Les bouffons constitutionnels et les mouchards électroniques

Il y a quelques jours, entre l’adoption définitive de la loi dite « Plein emploi » (avec ses 15 heures d’activité hebdomadaire obligatoire pour les bénéficiaires du RSA) et celle en cours d’examen contre les immigrés et les demandeurs d’asile *, les progressistes en toge et en cravate ont fini par trouver un petit motif de satisfaction. Ouf, enfin une victoire des libertés formelles sur la raison d’Etat, enfin de quoi continuer à défendre coûte que coûte les institutions de la domination, qui après tout comportent aussi quelques garde-fous bien méritoires contre l’injustice.

C’est en effet jeudi 16 novembre que le Conseil constitutionnel a rendu sa décision à propos de la fameuse « loi Justice » du 11 octobre dernier, en décidant notamment d’invalider l’article 6 qui permettait l’activation à distance judiciaire de tout appareil électronique à l’insu de son possesseur, afin de procéder à des sonorisations et des captations d’images par les flics. Ce qui nous donne d’un côté un président du Conseil national des barreaux de France se disant «particulièrement satisfait », et d’un autre la déception du syndicat policier Alliance, qui attendait impatiemment de pouvoir mettre en œuvre « cette disposition de bon sens et primordiale pour lutter contre la moyenne délinquance comme contre le haut du spectre de la criminalité». Voilà pour le spectacle démocrate.

Sauf que comme souvent, les choses ne sont pas si simples dans un monde où le campisme en tout genre semble avoir pris le dessus sur toute capacité de réflexion autonome.
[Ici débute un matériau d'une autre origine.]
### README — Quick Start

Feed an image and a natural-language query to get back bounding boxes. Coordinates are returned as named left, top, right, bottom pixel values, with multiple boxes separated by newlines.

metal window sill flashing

Le chef des avocats est content, le chef des flics fachos est dégoûté, et tout le monde peut donc aller se recoucher, ou bien ?
Tout d’abord, on peut remarquer que nombre d’autres mesures ont a contrario été validées et ainsi gravées dans le marbre par le conseil constitutionnel, comme l’extension des possibilités de perquisition de nuit (21h-6h) dans le cadre de la flagrance, l’introduction de la visio en garde-à-vue (y compris sans consentement de l’intéressé.e) pour consulter un médecin ou avoir accès à un interprète, l’incarcération provisoire pour un mis en examen qui vient d’être arrêté même si c’est à l’inverse un placement en résidence surveillée couplé à un bracelet électronique qui a été décidé par le juge… et ce le temps infini de l’étude de faisabilité technique, et plus généralement un budget du ministère de la Justice qui passe de 9,3 à 11 milliards d’euros avec embauche conséquente de 10.000 bourreaux supplémentaires sur cinq ans (matons, juges et compagnie), ainsi que l’augmentation de la construction de nouvelles prisons (portant le programme « 15 000 places » à 3000 de plus d’ici 2027).

Venons-en ensuite aux paragraphes invalidés de cet article 6, qui autorisaient donc les flics (dans le cadre d’une instruction sous l’égide d’un juge mais aussi d’une simple enquête préliminaire sous l’égide du procureur), à activer à distance tout appareil électronique à l’insu de son possesseur, afin d’en capter sons et images. Était ainsi concerné tout objet numérique disposant d’un micro et/ou d’une caméra, allant des baby phone, assistants vocaux, GPS de voiture, casque de musique, jouet ou montre connectée, jusqu’aux smartphones, tablettes et autres ordinateurs. Un progrès notable pour les enquêteurs, qui devait venir compléter la parfois besogneuse pose physique de micros et de caméras dans les domiciles ou étendre les banales écoutes téléphoniques, et ceci dans le cadre d’affaires catégorisées comme « relevant de la délinquance ou de la criminalité organisées ». Sans oublier que puisqu’il paraît qu’on est jamais aussi bien servi que par soi-même, députés et sénateurs avaient même prévu quelques exceptions de bon aloi, comme le fait de ne pas pouvoir procéder de la sorte sur… les membres du Parlement, les magistrats, les avocats, les journalistes, les huissiers, les notaires et les médecins !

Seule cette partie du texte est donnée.